In other news, the Mobile Ecosystem Forum’s 9th annual Global Trust Report finds that consumer trust in data sharing is weak and abstinence levels are increasing. Most mobile users have some level of concern about remaining in control of the data they share. Only 12% say they do not worry about this. Yet most are not achieving true control over the data they share with apps and services.

The top three factors that consumers say provide a sense of control all centre around abstaining from sharing information where the user does not feel comfortable. This isn’t true control, and it presents a challenge for the mobile industry as it makes it difficult to build new data-based technology like AI, recommendation engines, advertising, or mobile intelligence.

“The number of trojans targeting personal banking information in mobile devices has doubled to 9%, putting millions of users around the world at heightened risk of having their personal financial and credit card information stolen.”

Despite the concerns consumers have about data sharing, there is only muted interest in personal information management systems. The general feeling is that the tech companies should protect their data and privacy, not the consumer should have to take control themselves.

The key findings are that trust in data sharing is weak; increased mobile use is accompanied by heightened data sharing concerns; users still lack knowledge of tools and services that could help them; data abstinence is how users assert control; social media and big tech and driving concerns; and muted interest in personal information management systems.

The report also offers some key lessons for the mobile ecosystem industry, including not to be complacent; systems built on data are at risk of underperforming or failing; users still need to take more active control; dramatize benefits beyond addressing risk; and social media giants must show care for users, not just data.

“Nothing is clearer than the words and actions of mobile users.

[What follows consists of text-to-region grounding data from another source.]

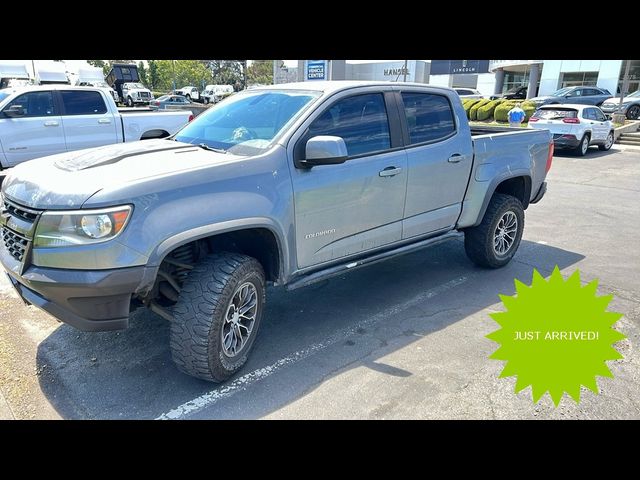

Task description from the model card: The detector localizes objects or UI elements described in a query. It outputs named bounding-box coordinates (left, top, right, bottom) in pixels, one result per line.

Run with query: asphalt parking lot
left=1, top=145, right=639, bottom=420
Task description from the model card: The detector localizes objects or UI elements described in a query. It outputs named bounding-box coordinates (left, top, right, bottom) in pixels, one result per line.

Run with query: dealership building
left=280, top=60, right=639, bottom=98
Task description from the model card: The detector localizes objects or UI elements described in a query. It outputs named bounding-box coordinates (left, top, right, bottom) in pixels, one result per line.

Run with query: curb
left=614, top=120, right=640, bottom=140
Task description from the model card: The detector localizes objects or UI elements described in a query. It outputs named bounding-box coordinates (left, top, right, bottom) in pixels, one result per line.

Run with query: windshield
left=157, top=95, right=170, bottom=101
left=126, top=83, right=145, bottom=89
left=551, top=87, right=573, bottom=97
left=628, top=90, right=640, bottom=98
left=174, top=89, right=321, bottom=155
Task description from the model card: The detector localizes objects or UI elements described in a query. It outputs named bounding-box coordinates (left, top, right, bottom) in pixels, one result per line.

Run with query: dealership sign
left=307, top=60, right=327, bottom=81
left=430, top=60, right=490, bottom=75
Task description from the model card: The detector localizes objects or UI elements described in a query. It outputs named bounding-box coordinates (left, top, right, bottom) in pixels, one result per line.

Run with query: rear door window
left=60, top=91, right=108, bottom=115
left=400, top=92, right=455, bottom=144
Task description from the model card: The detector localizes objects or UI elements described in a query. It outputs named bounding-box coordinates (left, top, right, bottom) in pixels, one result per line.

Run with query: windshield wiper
left=197, top=143, right=227, bottom=154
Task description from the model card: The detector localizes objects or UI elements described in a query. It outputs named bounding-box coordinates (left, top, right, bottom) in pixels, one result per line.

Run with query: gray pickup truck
left=0, top=81, right=553, bottom=382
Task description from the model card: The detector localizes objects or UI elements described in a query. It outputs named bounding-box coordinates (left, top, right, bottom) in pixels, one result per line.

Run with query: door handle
left=98, top=118, right=112, bottom=124
left=43, top=121, right=59, bottom=127
left=379, top=166, right=402, bottom=177
left=448, top=154, right=463, bottom=163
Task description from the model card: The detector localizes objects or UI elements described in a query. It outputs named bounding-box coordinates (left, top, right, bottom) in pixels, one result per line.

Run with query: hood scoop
left=54, top=141, right=195, bottom=172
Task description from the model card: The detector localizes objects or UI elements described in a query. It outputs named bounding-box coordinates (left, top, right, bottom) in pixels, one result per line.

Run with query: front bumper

Trust in data sharing is weak. Yet, there are surprising elements in that many users are finding that their perception of an immediate threat is much reduced,” said Dario Betti, CEO of MEF. “There is a form of decay in the system that is not easy to view from a distance – data abstinence. The quantity and quality of information that is shared in the system is deteriorating. The study shows that 67% of users globally, avoid sharing their personal data, and only 12% of users say that they do not worry about control of their data.”

Meanwhile, the latest Nokia Threat Intelligence Report has found that IoT botnet Distributed Denial of Service (DDoS) traffic, originating from many insecure IoT devices with the aim of disrupting telecom network services for millions of users, increased fivefold over the past year.

This sharp increase, also supplemented by the increased use of IoT devices by consumers around the world, was first noticed at the beginning of the Russia-Ukraine conflict but has since spread to other parts of the world, with botnet-driven DDoS attacks being used to disrupt telecom networks as well as other critical infrastructure and services. The number of IoT devices (bots) engaged in botnet-driven DDoS attacks rose from around 200,000 a year ago to approximately 1 million devices, generating more than 40% of all DDoS traffic today. The most common malware in telecommunication networks was found to be a bot malware that scans for vulnerable devices, a tactic associated with a variety of IoT botnets.

The report also found that the number of trojans targeting personal banking information in mobile devices has doubled to 9%, putting millions of users around the world at heightened risk of having their personal financial and credit card information stolen.

“The key findings in this report underline both the scale and sophistication of cybercriminal activity today,” said Hamdy Farid, senior vice president, business applications at Nokia. “A single botnet DDoS attack can involve hundreds of thousands of IoT devices, representing a significant threat to networks globally. To mitigate the risks, it’s essential that service providers, vendors, and regulators work to develop more robust 5G network security measures, including implementing telco-centric threat detection and response, as well as robust security practices and awareness at all company levels.”